Nel 2012 è stata la Legge Fornero, poi
modificata dal ministro Giovannini dell’era Letta. Nel 2014 è stata la volta
del Decreto Poletti, prima parte del Jobs Act.
In questi
ultimi anni la riforma del lavoro è stata una costante nelle agende politiche.
Ma come
cambia il mondo del lavoro con il nuovo testo firmato dall’esecutivo Renzi?
Per
rispondere a questa domanda ieri nel Torrione Angioino si è tenuto il dibattito“Jobs
Act: come cambia il mondo del lavoro”, organizzato dall’associazione “Progresso
Democratico” e dall’associazione “Progetto Metropolitano”.
«Un incontro per far chiarezza sulle novità nel
mondo del lavoro», come ha spiegato
il prof. Antonio Ciuffreda, che ha
trovato l’interesse del Comune di
Bitonto e in particolare dell’assessore Michele Daucelli.
«La nostra classe dirigente pensa che le riforme
delle politiche del lavoro possano incidere sull’occupazione. In realtà gli
investimenti pubblici o privati possono permettere le assunzioni» ha commentato subito Vito Sandro Leccese, professore ordinario di Diritto del Lavoro
della facoltà di Giurisprudenza dell’Università di Bari.
La
riforma interviene su mansioni, controlli e licenziamenti, interviene sui
centri per l’impiego e modifica le tipologie contrattuali.
Ed è
proprio questo l’aspetto più importante. Il decreto Poletti ha introdotto
infatti la possibilità di stipulare contratti senza causale per un tempo
inferiore ai 36 mesi. Tuttavia con un accordo collettivo è possibile allungarne
la durata, questa volta giustificando la decisione. Inoltre ha reso possibile
il licenziamento senza giusta causa. I neoassunti possono essere dunque
licenziati senza dover essere reintegrati.
«Anche in altri paesi europei funziona così» ha specificato il professor Leccese.
«La riforma è appena entrata in vigore, ma si dice
che gli effetti siano già evidenti.

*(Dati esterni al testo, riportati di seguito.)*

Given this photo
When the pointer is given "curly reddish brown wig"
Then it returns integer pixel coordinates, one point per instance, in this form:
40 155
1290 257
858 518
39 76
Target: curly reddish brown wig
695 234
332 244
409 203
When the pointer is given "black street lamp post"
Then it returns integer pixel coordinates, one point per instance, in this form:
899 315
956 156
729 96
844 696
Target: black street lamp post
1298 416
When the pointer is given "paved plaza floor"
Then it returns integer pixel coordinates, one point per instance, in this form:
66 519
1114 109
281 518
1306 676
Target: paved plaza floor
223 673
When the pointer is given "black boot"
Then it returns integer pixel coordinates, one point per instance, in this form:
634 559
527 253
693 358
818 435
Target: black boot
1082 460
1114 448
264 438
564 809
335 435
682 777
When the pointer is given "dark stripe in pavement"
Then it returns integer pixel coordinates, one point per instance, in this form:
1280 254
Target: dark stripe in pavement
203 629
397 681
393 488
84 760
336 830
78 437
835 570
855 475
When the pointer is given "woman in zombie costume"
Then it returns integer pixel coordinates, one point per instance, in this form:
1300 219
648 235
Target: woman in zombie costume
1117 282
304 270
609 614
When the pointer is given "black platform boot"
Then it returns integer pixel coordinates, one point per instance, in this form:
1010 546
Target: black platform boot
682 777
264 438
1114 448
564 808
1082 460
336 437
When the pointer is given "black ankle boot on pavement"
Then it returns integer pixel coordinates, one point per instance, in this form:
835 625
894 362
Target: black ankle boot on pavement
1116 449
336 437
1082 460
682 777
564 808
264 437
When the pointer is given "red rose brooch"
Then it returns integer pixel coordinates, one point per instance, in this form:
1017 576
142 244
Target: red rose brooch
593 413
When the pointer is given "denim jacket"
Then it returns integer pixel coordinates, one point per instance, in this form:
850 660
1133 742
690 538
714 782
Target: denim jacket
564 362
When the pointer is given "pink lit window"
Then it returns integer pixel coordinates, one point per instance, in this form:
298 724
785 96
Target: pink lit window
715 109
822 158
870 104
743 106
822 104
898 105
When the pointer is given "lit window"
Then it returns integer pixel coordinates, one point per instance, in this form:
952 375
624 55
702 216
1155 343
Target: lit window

È così?» ha chiesto il moderatore Piero
Ricci, giornalista de “La Repubblica”.
«I contratti a tempo determinato si sono
trasformati in indeterminati, grazie al contributo promesso alle aziende per
l’assunzione e per la facilità del licenziamento» è stata la risposta di Leccese che ha sottolineato «nessuna riforma del diritto o del mercato
creerà posti di lavoro».
Scettico
anche l’ingegner Vittorio Bonerba,
presidente dell’Aidp Puglia. «Stiamo seguendo con interesse le riforme del Jobs Act e non cerchiamo
lo scontro con i sindacati perché il nostro obiettivo è soddisfare i lavoratori
e permettere loro di avere guadagno, ma per questo è necessario diminuire il
cuneo fiscale che colpisce le aziende».
«Lo statuto dei lavoratori è spesso una chimera
soprattutto per i lavoratori del Sud. Pensiamo al mondo agricolo» afferma il dott. Giuseppe
Gesmundo, segretario generale C.G.I.L. Bari. «Volevano una maggiore flessibilità, nonostante esistessero contratti a
chiamata e mille tipi di contratti. Era davvero necessario questo strumento? La
criminalità spesso si nasconde nelle gare di appalto. Perché lo Stato non
interviene su questo?».
Sulla
stessa lunghezza d’onda anche Emanuele
Sannicandro: «Per il Sud, l’articolo
18 è inapplicato e inapplicabile, dato che la maggior parte delle aziende non
supera i 10 dipendenti». L’auspicio è dunque che lo Stato operi per ridare
linfa alle imprese.
Nel
frattempo qualche buona notizia viene dal sindaco
Michele Abbaticchio. Dopo i saluti istituzionali e i saluti all’assessore regionale Giovanni Giannini,
presente al dibattito, ha infatti comunicato che «il prossimo Piano strategico metropolitano intende puntare sulla
ricerca del talento. Non è importante l’età anagrafica, ma la capacità di
rinnovare».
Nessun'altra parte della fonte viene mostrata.